Il voudrait nous faire croire qu’il suffit d’ouvrir des places dans les grandes écoles à quelques élèves pour que le système soit juste. Qu’en offrant des mentors aux élèves défavorisés ils vont avoir des chances égales dans le jeu méritocratique. Mais cela va-t-il suffire à changer quoi que ce soit quand la majorité des concours sont basés sur un capital culturel acquis depuis la petite enfance ?

Quand les dits concours restent déterminants dans une carrière ? Quand sur un CV on doit encore écrire quels loisirs sont pratiqués alors que cela dépend énormément de son origine ? Quand la diversité sociale est toujours vue comme un stigmate plutôt que comme une force par la majorité des héritiers ?

Je comprends l’intérêt politique du président dans ces annonces, mais il n’est certainement pas celui du plus grand nombre. Pour être favorable à l’égalité des chances et à la diversité, il faut commencer par montrer l’exemple. Où est la diversité sociale chez Emmanuel Macron et ses conseillers quand un tiers d’entre eux sont sortis de l’ENA ?

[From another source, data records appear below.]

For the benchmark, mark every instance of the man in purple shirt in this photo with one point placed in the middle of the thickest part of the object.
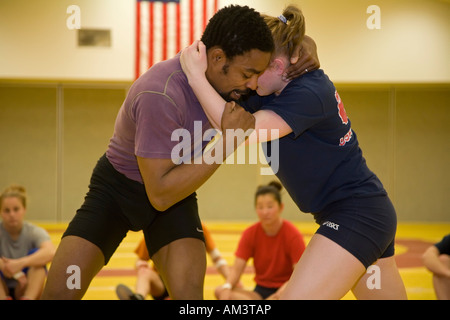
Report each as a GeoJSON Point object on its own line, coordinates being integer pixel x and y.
{"type": "Point", "coordinates": [142, 184]}
{"type": "Point", "coordinates": [137, 185]}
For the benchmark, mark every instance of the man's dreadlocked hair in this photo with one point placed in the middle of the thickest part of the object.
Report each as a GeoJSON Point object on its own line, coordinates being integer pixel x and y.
{"type": "Point", "coordinates": [238, 29]}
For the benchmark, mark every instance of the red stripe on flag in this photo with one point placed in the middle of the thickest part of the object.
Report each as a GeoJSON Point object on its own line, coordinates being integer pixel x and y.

Au moment où Joe Biden, de l’autre côté de l’Atlantique, a proposé le gouvernement le plus diversifié de toute l’histoire des Etats-Unis, il aurait pu faire le même choix. « On ne résout pas un problème avec les modes de pensée qui l’ont engendré », disait Albert Enstein. J’ai peur que notre Président ait perdu d’avance son noble combat, car il reste confortablement dans ses convictions méritocratiques de dominant. C’est rarement ainsi que les changements sociaux ont lieu.